Manufacturing guy-at-large.

A valid question

Added on by Spencer Wright.

You know, you don't just take, import, slowly curate, sit on, hang out with, critique, and then upload 43 photos that you took over the past month or so without questioning the point of what you're doing. 

I used to use Flickr.  Pretty heavily.  And I posted to a lot of groups, and I tracked what got views, etc.  I like Flickr.  But it never really stuck.  Flickr (or at least my interaction with it) depended on developing new networks.  None of my friends really used it, and the way I generated views was by interacting with other users.  So, time passed, and eventually I ended up on Instagram.  

Instagram offers a way to interact with people I care about.  But the story that's told within the app is a purely collaborative one.  It's some weird average of the perspectives of the people that I follow, whose individual profiles I rarely - if ever - look at.  And I'm happy being a part of a larger narrative, but I also want to create one of my own.  One that I curate, and that I'm fully responsible for.   

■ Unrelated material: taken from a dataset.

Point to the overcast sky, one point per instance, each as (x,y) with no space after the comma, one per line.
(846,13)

Which is to say: Instagram is great, but the story doesn't belong to any individual user.   

I'm not sure of a product that allows an individual user to create a story like a traditional blog does.  Perhaps Tumblr does, but I always used it as something between Instagram and an RSS reader - but with a powerful reblogging function built in.

Regardless, it's clear to me that I'm operating in a world that's a few years old.  If anyone has any ideas for how I should be modernizing, I'm all ears.